Comparison of Cotton Fabric Bleaching Results with Free and Immobilized GOX Enzyme
Immobilized GOX Enzyme Reuse
As enzyme immobilization allows recovery, the immobilized GOX (7-g beads) was used for H2O2 generation for five consecutive cycles and conjugate activity was measured after each cycle. The activity of immobilized GOX was reduced after each cycle and reached less than 50% for 4th and 5th cycles (Fig. 10a). The peroxide generated from each cycle was used for cotton bleaching and a good whiteness value (>50 CIE) was obtained for up to three consecutive cycles (Fig. 10b). Insufficient peroxide generation due to reduced activity restricted its further application.

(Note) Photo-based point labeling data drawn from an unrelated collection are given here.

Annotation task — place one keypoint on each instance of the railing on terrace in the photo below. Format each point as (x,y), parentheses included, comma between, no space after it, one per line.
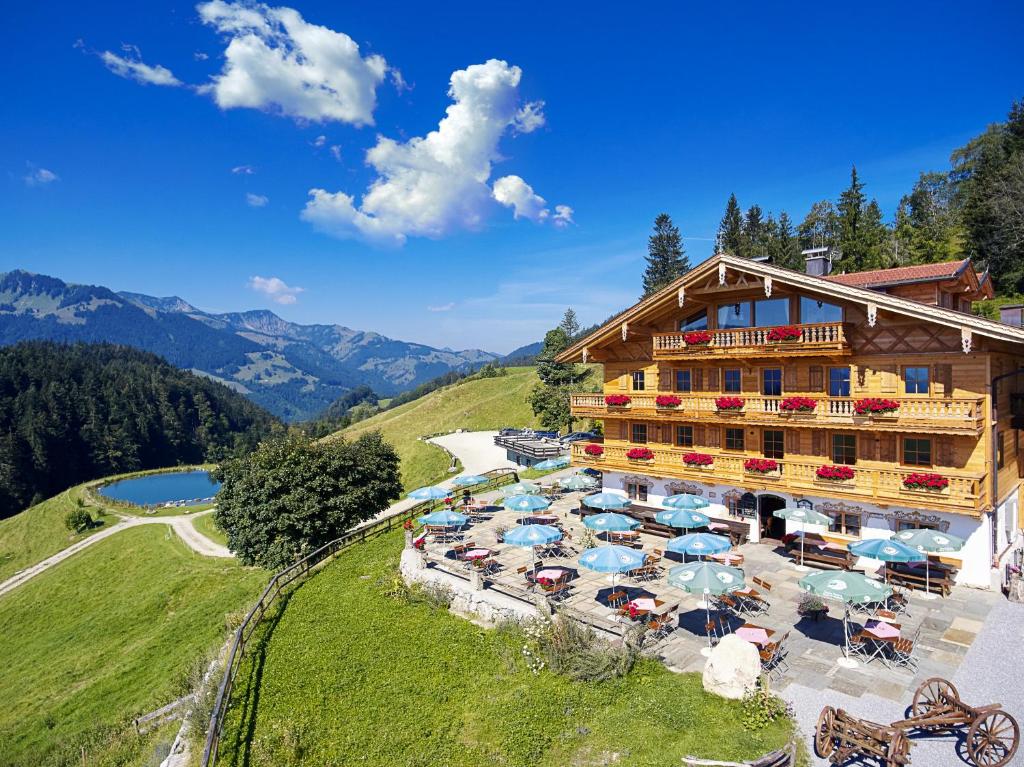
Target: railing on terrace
(966,491)
(967,414)
(282,580)
(755,341)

(a) Activity retained and (b) cotton fabric whiteness obtained with immobilized GOX after each use cycle.
Conclusions
Hydrogen peroxide generation using glucose oxidase (GOX) depended significantly on enzyme and glucose concentrations, and time of incubation. Higher concentrations of enzyme and glucose favored hydrogen peroxide (H2O2) generation, but were unsuitable for cotton fabric bleaching due to over-stabilization of the bleaching bath. Statistical experimental design showed that the 1.8 g/L of GOX with 12 g/L of glucose were optimal for H2O2 generation to obtain sufficient whiteness. In conventional bleaching, 0.5 g/L of H2O2 provided a whiteness value of CIE 60 to cotton fabric, while in the enzymatically-generated bleaching bath, due to interactions of glucose and GOX, a higher concentration (0.8-0.85 g/L) of H2O2 was required to achieve the equivalent bleaching results.
The use of immobilized GOX enzyme for H2O2 generation improved the whiteness value and 0.55-0.6 g/L H2O2 provided cotton fabric bleaching results equivalent to that of conventional H2O2 bleaching. Concentrations of enzyme and glutaraldehyde and time of activation were the significant factors for immobilization of GOX on chitosan. Statistical experimental design was used and these results showed that the loading percent increased with the enzyme and glutaral-dehyde concentrations, but the conjugate activity decreased. Use of 0.9 mg/mL of GOX enzyme with 3% glutaraldehyde solution followed by 4 h of activation gave the maximal conjugate activity.
In addition, the immobilized GOX enzyme can be reused for H2O2 generation, whereas the free GOX enzyme was lost after a single use. In this study, appropriate bleaching results were obtained for up to three consecutive uses with immobilized enzyme, although the reduced activity (40% residual activity) restricted their further application. Thus, the industrial feasibility of this process is worth further study, with recycling of immobilized enzyme providing a potential economic benefit, as well as improved cotton fabric bleaching results due to the absence of protein in the bleaching bath.